[SOLVED] Applying SDN config breaks VM connectivity untill VM reboot [8.4.1]

scyto

Well-Known Member
Aug 8, 2023
569
133
53
I am messing with SDN, evey time I apply a configuration it breaks VM connectivity unitl the VM is rebooted.
The VMs virtual adapaters are bound to vmbr0 - nothing special, no vlans etc

This happens even when i fully delete all the SDN config items and hit apply (i.e. it is not the SDN config itself)

The only thing i will note as special about my machine is:
1. i compiled the patched version of ifupdown2 that works with IPv6
2. my vmbr0 and lo interfaces have IPv6
3. in SDN i am only playing with IPv4 cofigs (i saw that IPv6 configs don't work, which is reasonable given the shipping version of ifupdown2)

The only errors I see in the logs are as follows.
The last entry is not an issue as frr.service does restart instead of reloading (and stopping and starting the service myself doesn't have any effect on the broken VM connectivity) only rebooting the VMs seems to help.

Code:
vrf_cephEVPN : warning: vrf_cephEVPN: post-up cmd 'ip route del vrf vrf_cephEVPN unreachable default metric 4278198272' failed: returned 2 (RTNETLINK answers: No such process
frr reload command fail.

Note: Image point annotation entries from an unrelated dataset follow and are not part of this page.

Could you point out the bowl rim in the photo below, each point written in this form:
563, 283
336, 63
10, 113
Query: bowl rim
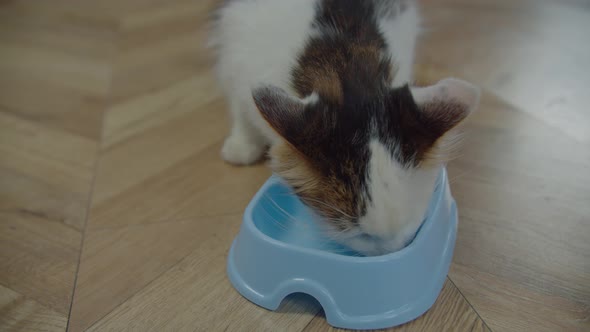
435, 201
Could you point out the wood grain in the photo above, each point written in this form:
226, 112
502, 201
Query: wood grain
17, 313
116, 211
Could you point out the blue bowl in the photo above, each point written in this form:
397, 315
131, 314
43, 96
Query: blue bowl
280, 250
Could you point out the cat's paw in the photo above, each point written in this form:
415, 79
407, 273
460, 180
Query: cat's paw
240, 151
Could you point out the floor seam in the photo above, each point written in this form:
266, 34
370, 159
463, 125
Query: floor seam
108, 100
170, 221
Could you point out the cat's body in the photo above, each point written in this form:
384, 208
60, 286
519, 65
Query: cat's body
325, 84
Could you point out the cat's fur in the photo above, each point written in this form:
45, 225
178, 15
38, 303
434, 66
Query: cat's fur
325, 83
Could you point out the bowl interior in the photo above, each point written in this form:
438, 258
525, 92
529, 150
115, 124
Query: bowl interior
280, 215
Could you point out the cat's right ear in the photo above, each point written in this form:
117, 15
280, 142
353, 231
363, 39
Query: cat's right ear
284, 113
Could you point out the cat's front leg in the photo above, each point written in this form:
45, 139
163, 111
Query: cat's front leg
244, 145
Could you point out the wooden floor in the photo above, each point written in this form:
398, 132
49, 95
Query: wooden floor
116, 212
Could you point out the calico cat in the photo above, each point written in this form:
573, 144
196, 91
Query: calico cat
327, 84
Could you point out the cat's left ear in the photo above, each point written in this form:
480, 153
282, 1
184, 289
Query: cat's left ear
283, 112
449, 101
444, 106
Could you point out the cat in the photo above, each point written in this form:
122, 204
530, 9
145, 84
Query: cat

Restarting frr. at /usr/share/perl5/PVE/Network/SDN/Controllers/EvpnPlugin.pm line 643.
TASK OK

I have not tried `systemctl restart network.service, the service has errors but these don't seem to correlate strictly to the VM issues.
Should the SDN apply be restarting this service (and isn't for some reason)?

Code:
[root@pve1 11:16:39]$ systemctl status networking.service
● networking.service - Network initialization
     Loaded: loaded (/lib/systemd/system/networking.service; enabled; preset: enabled)
     Active: active (exited) since Sun 2025-04-20 18:49:13 PDT; 2 days ago
       Docs: man:interfaces(5)
             man:ifup(8)
             man:ifdown(8)
   Main PID: 794 (code=exited, status=0/SUCCESS)
        CPU: 631ms

Apr 22 13:22:38 pve1 systemd[1]: networking.service: Cannot add dependency job, ignoring: Unit networking.service failed to load properly, please adjust/correct and reload service manager: Device or resource busy
Apr 22 13:22:39 pve1 systemd[1]: networking.service: Cannot add dependency job, ignoring: Unit networking.service failed to load properly, please adjust/correct and reload service manager: Device or resource busy
Apr 22 13:22:40 pve1 systemd[1]: networking.service: Cannot add dependency job, ignoring: Unit networking.service failed to load properly, please adjust/correct and reload service manager: Device or resource busy
Apr 22 13:23:32 pve1 systemd[1]: networking.service: Cannot add dependency job, ignoring: Unit networking.service failed to load properly, please adjust/correct and reload service manager: Device or resource busy
Apr 22 13:25:31 pve1 systemd[1]: networking.service: Cannot add dependency job, ignoring: Unit networking.service failed to load properly, please adjust/correct and reload service manager: Device or resource busy
Apr 22 13:25:59 pve1 systemd[1]: networking.service: Cannot add dependency job, ignoring: Unit networking.service failed to load properly, please adjust/correct and reload service manager: Device or resource busy
Apr 22 13:34:23 pve1 systemd[1]: networking.service: Cannot add dependency job, ignoring: Unit networking.service failed to load properly, please adjust/correct and reload service manager: Device or resource busy
Apr 22 14:12:06 pve1 systemd[1]: networking.service: Cannot add dependency job, ignoring: Unit networking.service failed to load properly, please adjust/correct and reload service manager: Device or resource busy
Apr 22 14:25:13 pve1 systemd[1]: networking.service: Cannot add dependency job, ignoring: Unit networking.service failed to load properly, please adjust/correct and reload service manager: Device or resource busy
Apr 22 14:25:17 pve1 systemd[1]: networking.service: Cannot add dependency job, ignoring: Unit networking.service failed to load properly, please adjust/correct and reload service manager: Device or resource busy
 
Last edited:
i decided to do what it said and reloaded the service - it causes the same issue with the VMs

Code:
Apr 23 11:34:28 pve1 systemd[1]: Reloading networking.service - Network initialization...
Apr 23 11:34:28 pve1 networking[2095151]: networking: Reloading network interfaces configuration
Apr 23 11:34:34 pve1 networking[2095153]: warning: vrf_cephEVPN: post-up cmd 'ip route del vrf vrf_cephEVPN unreachable default metric 4278198272' failed: returned 2 (RTNETLINK answers: No such process
Apr 23 11:34:34 pve1 networking[2095153]: )
Apr 23 11:34:34 pve1 /usr/sbin/ifreload[2095153]: warning: vrf_cephEVPN: post-up cmd 'ip route del vrf vrf_cephEVPN unreachable default metric 4278198272' failed: returned 2 (RTNETLINK answers: No such process
                                                  )
Apr 23 11:34:34 pve1 systemd[1]: Reloaded networking.service - Network initialization.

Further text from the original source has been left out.